# Ash yellow check cock over dark check hen. Sex linked mating?



## Pigeonfan94 (Feb 15, 2010)

Would this be a sex linked mating? If not, what color offspring would they have?


----------



## Roller lover (Dec 27, 2012)

It is sex linked, females will be dilut males will not. If he is not split for blue all will be ash red.
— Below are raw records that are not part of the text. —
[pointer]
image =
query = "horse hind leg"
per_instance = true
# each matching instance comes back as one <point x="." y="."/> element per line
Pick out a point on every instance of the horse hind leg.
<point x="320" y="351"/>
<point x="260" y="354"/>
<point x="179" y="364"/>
If he is split for blue you will have also dilute blue femaleas and blue bar males


----------



## Pigeonfan94 (Feb 15, 2010)

So if the cock is not split for blue, I can expect yellow hens and red cocks?


----------



## Roller lover (Dec 27, 2012)

Yea that would be it, all dilutes are females


----------



## sev3ns0uls (Jul 2, 2011)

wait, wasnt sex-link mating only applies when the hen has the dominate base color and not the other way around?

since red > blue > brown

for example, 

a red hen and a blue cock is sex linking. = all male red/split blue and all hen blue.
a blue hen and brown cock is sex linking. = all male blue/split brown and all hen are brown. 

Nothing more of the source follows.